Starcie ze Startem - zapowiedz meczu SSRiR Start Konin - MKS Poznań

Już w najbliższą sobotę szczypiorniści MKS Poznań rozegrają mecz w ramach 10. kolejki II ligi w grupie 1. Drużyna Domana Leitgebera wyjeżdża do Konina gdzie zmierzy się z miejscowym SSRiR Startem.

W tym artykule dowiesz się o:

W poprzedniej kolejce rozgrywanej przed własną publicznością, poznaniacy pokonali 27:17 (11:9) SPR Bór Oborniki Śląskie. Zwycięstwo pozwoliło MKS-owi awansować na fotel lidera tabeli. Pierwsza połowa w wykonaniu gospodarzy nie zwiastowała jednak zdecydowanego zwycięstwa.

- Po dobrym początku spotkania chyba za szybko uwierzyliśmy, że ten mecz sam się wygra. Bór odrobił część strat i wynik był nadal nierozstrzygnięty. Byliśmy rażąco nieskuteczni w ataku. W przewie padło parę mocnych słów, co przyniosło skutek. Na początku drugiej połowy rzuciliśmy kilka bramek po szybkim ataku, co było naszym przedmeczowym założeniem. Uważam, że to był właśnie kluczowy moment. Pozwolił nam na spokojne budowanie przewagi. Od tej pory kontrolowaliśmy już przebieg gry - mówi bramkarz Paweł Kopczyński.

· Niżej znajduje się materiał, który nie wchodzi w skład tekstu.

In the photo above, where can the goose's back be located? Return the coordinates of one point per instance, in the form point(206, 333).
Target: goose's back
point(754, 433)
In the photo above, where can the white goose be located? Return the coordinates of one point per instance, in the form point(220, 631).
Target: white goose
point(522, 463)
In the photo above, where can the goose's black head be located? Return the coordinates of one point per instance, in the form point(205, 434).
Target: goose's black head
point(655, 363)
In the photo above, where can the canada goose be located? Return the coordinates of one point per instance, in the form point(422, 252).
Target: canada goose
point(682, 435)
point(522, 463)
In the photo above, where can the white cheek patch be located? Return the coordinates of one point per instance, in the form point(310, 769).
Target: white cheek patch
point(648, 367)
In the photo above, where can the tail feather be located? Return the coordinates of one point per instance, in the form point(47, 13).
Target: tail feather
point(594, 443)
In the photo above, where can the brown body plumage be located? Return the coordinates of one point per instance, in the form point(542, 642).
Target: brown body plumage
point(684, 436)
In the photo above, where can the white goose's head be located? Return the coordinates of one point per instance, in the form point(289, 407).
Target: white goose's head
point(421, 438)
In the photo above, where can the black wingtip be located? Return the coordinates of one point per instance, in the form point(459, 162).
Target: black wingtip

SSRiR Start Konin to beniaminek II ligi, który na razie nie może zaznać smaku zwycięstwa w rozgrywkach. W siedmiu dotychczas rozegranych spotkaniach nie wywalczył ani jednego punktu i zamyka stawkę tabeli II ligi w grupie 1.

W sobotnim starciu zdecydowanym faworytem do zwycięstwa jest MKS Poznań. Sport bywa jednak nieobliczalny i doskonale zdają sobie z tego podopieczni Domana Leitgebera. -Absolutnie nie możemy dopisać sobie w głowach dwóch punktów jeszcze przed meczem. Jesteśmy faworytem, jednak musimy to potwierdzić na boisku. Jedziemy po zwycięstwo, ale szanujemy rywala i wiemy, że czeka nas 60 minut twardej walki. Na pewno trener zadba o to, byśmy nie zlekceważyli rywala i podeszli do tego meczu skoncentrowani w 100% - dodaje Kopczyński.

Początek ligowego spotkania w Koninie o godz. 17.